OBJECTIVE To analysis the clinical characters of gluteal sciatic nerve injuries and investigate the treatment options. METHODS From October 1962 to June 1997, 190 patients with gluteal sciatic nerve injuries were adopted in this retrospective study. In these cases, the sciatic nerve injuries were caused by injection in 164 patients(86.32%), stab injury in 14 patients, pelvic fracture and hip dislocation in 11 patients, and contusion injury in 1 patient. Among them, 15 cases were treated by conservative method and the other 175 cases were operated.
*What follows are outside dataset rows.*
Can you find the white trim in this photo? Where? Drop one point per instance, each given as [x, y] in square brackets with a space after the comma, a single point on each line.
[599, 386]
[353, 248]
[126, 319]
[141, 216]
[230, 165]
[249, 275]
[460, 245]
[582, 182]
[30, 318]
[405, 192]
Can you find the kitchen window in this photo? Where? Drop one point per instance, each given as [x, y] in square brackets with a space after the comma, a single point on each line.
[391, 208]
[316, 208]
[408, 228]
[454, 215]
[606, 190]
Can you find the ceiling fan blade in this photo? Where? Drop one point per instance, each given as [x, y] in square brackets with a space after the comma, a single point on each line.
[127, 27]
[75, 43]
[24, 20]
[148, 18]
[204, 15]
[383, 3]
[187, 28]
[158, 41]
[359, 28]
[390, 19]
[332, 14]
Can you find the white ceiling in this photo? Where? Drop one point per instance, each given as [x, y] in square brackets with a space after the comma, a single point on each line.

According to the observation during the operations, the injuries were occurred at the region of gluteal muscle in 146 cases, at the region of piriform muscle in 26 cases, and at the region of pelvic cavity in 3 cases. Then neurolysis was performed in 160 cases, epineurial neurorrhaphy in 12 cases and nerve grafting in 2 cases, and nerve exploration but no repair in 1 case. Late stage functional reconstruction of the foot and ankle was carried out in 23 cases. RESULTS One hundred and fifty-one patients were followed up 8.5 years in average. The occurrence of excellent and good nerve recovery was 56.95% and the occurrence of excellent and good functional reconstruction of late stage was 78.26%. CONCLUSION The gluteal sciatic nerve injury has since been challenging because of the tremendous difficulty in treatment and the poor outcome. The injury situation at the different region was closely related to the regional anatomy. According to this study, it is advised that the surgical treatment should be carried out actively. Neurolysis should be performed as soon as possible in the cases of injection injury. Epineurial neurorrhaphy should be performed in the cases of nerve rupture. In case of the gluteal sciatic nerve injury which caused by pelvic fracture or hip dislocation, the reduction and decompression is suggested in the early stage, and exploration and nerve repair is indicated in the late stage. The functional reconstruction of foot and ankle should be carried out in the late stage for the improvement of the limb function.